# Spray plane flyby (which one?)



## LOVEMYLABXS (Jun 28, 2011)

Was headed into town this morning and wasn't finding much to mush shots of but then just as I turned off the Hawkcreek road onto Cottonwood road up in the sage brush and wheatfields up on top here comes a local spray plane from Davenport doing his job so I just had to pull over jump out and MUSH a few 

Thinkin about printing one of these out and giving it to the pilot just cause I thought he might like it. Which one do you like the best? #1 , 2, or 3


----------



## LOVEMYLABXS (Jun 28, 2011)

Then one right there as he goes by


----------



## LOVEMYLABXS (Jun 28, 2011)

Then there he goes.

   I kind of know which one I like best but what do you see that makes one better then the other? I don't know the guy in the plane but just thought he might like one of these and figure I can find out who he is and maybe give him a print he'd like of his plane in action. As I started to leave he came by again and I stuck my hand out the window and gave him a waggin thumbs up and he let me know he saw me and gave me a wing wagle as he went by


----------



## lisa1914 (Jun 28, 2011)

Wonderful pictures


----------



## Lukikus2 (Jun 28, 2011)

Nice pics. Use to sit and watch those guys all the time.


----------



## Keebs (Jun 28, 2011)

Mikey, if I were him, I'd like any of them, but me personally, prefer the 2nd one, it looks like you caught him at "juuuust" the right moment, like he is suspended in time, nice background, all over good pic!!


----------



## Hoss (Jun 28, 2011)

Nice shooting Mike.  I believe that these call for one of those three photo frames with photos right to left as you have them.  Course that might be just me cause I can't make up my mind which one I like.


----------



## LOVEMYLABXS (Jun 28, 2011)

Keebs said:


> Mikey, if I were him, I'd like any of them, but me personally, prefer the 2nd one, it looks like you caught him at "juuuust" the right moment, like he is suspended in time, nice background, all over good pic!!


 
Thanks Keebs us great mind just think alike don't we 



Hoss said:


> Nice shooting Mike. I believe that these call for one of those three photo frames with photos right to left as you have them. Course that might be just me cause I can't make up my mind which one I like.


 
Hoss not sure how to do that but it a COOL idea  Can I just take these into the local shot with a keoso (sp) or can I do this with Photoshop and print it out myself?  Can't aford a lot of cash ( spending all my money lately on fuel for the tractor )


----------



## Nugefan (Jun 28, 2011)

I like the first one best but all of em are very cool ...


----------



## Crickett (Jun 28, 2011)

Hoss said:


> Nice shooting Mike.  I believe that these call for one of those three photo frames with photos right to left as you have them.  Course that might be just me cause I can't make up my mind which one I like.

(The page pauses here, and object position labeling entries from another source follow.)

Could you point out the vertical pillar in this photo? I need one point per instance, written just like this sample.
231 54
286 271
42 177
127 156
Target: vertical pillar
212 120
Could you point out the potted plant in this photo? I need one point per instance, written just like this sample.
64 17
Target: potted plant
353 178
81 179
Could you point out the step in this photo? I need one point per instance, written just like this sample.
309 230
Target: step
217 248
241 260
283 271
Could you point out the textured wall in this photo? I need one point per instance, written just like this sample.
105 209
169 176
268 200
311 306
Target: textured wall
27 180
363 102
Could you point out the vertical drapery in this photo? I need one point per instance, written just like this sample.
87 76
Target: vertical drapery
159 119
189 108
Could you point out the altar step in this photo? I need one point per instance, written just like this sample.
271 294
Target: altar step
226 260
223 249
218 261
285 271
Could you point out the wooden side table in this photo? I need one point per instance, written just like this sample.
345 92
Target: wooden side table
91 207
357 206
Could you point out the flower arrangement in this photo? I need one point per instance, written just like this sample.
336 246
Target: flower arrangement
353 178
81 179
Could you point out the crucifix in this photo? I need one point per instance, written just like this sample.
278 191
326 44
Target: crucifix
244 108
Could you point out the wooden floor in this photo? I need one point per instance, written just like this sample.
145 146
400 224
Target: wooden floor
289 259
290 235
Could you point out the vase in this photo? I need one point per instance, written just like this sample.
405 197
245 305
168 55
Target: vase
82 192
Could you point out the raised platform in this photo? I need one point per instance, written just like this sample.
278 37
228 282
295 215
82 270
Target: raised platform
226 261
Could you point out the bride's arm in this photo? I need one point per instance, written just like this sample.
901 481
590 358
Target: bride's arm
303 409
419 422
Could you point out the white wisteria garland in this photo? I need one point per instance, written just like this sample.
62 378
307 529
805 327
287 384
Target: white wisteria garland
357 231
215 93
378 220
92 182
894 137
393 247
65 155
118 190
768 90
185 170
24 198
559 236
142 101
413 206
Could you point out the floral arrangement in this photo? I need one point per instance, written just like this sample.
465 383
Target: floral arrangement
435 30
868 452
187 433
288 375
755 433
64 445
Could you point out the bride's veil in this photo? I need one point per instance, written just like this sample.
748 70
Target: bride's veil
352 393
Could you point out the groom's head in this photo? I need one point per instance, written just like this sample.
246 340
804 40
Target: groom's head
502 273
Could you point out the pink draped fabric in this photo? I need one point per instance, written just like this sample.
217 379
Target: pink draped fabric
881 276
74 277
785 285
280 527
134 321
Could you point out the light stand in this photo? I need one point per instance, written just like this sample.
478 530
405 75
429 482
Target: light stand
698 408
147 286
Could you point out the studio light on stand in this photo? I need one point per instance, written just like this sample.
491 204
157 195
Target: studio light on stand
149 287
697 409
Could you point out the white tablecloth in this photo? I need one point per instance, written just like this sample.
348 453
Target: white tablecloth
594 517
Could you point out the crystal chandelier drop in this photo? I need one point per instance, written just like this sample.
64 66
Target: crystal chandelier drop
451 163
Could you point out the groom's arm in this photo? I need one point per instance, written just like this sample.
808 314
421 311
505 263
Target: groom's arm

That's what I was thinking before I even scrolled down to look @ the photos. 


Nice shots Mike! Whatever you decide I'm sure the pilot will be happy to get it.


----------



## wvdawg (Jun 28, 2011)

I voted #1 - I like the sense it gives of going somewhere because of the open space in front of it.  And the spray shows much more too!

I agree with Hoss.   Print him out one of each and let him put them in one collage frame with 3 cutouts so you can see the progression of movement from right to left.


----------



## LOVEMYLABXS (Jun 28, 2011)

wvdawg said:


> I voted #1 - I like the sense it gives of going somewhere because of the open space in front of it. And the spray shows much more too!
> 
> I agree with Hoss. Print him out one of each and let him put them in one collage frame with 3 cutouts so you can see the progression of movement from right to left.


 

Just got back from town and talked with the pilot so I'm going to see what I can do and maybe see iffin he has a plane I can take Rebecca for a ride in


----------



## Hoss (Jun 28, 2011)

Mike, you can get frames that hold three photos like this one only horizontal.
http://www.walmart.com/ip/Canopy-8-x-14-Collage-Frame-Black-Walnut/15657439
Look around, you can usually find some pretty inexpensive ones.  Printing 4 X 6 is usually pretty inexpensive too.  You then just line em up coming through going.  I think he'd enjoy that set up.

Hoss


----------



## Dr. Strangelove (Jun 28, 2011)

I liked the first pic with the spray and the "action", but that 2nd pic was taken at just the perfect time.  The prop is stopped, it looks like the plane is just hanging there, and you can see the silhouette of the pilot.


----------



## quinn (Jun 28, 2011)

I like them all but i think the 2 nd one is the one I like the most!


----------



## carver (Jun 29, 2011)

#2 for me too Mike,Just like Keebs said "juuuust the right moment"


----------



## cornpile (Jun 29, 2011)

Dang ,they are all smokin.# 2 no wait a sec # 1,ahh # 3.....
OK OK # 2 then !!!!! Great action shootin,Mike


----------



## EAGLE EYE 444 (Jul 2, 2011)

I agree with several others.  I really like Photo #2 because it shows more details that also include a fantastic landscape behind the plane too.  All three are neat photos though.


----------



## cramer (Jul 3, 2011)

I voted #1 but all three have captured unique properties.
# 1 shows all of the action of the plane  from prop to dust
# 2 is "suspended in time" with the pilot in view
# 3 makes you think " that was cool " to see in person

Thanks for sharing


----------



## fishfryer (Jul 3, 2011)

Number two is my pick.


----------



## LOVEMYLABXS (Jul 5, 2011)

Thanks for the coments and here's what I did, I printed and 8x11 of #2 and a  4x6 of 1 and 3 then went in and gave them to the pilot who might have been 30 YsO (not his plane a company plane) he thought it was COOL but his 1st coment on them was "Dang I'm way to high! I need to get lower to the ground.Hope the boss don't notice!"


----------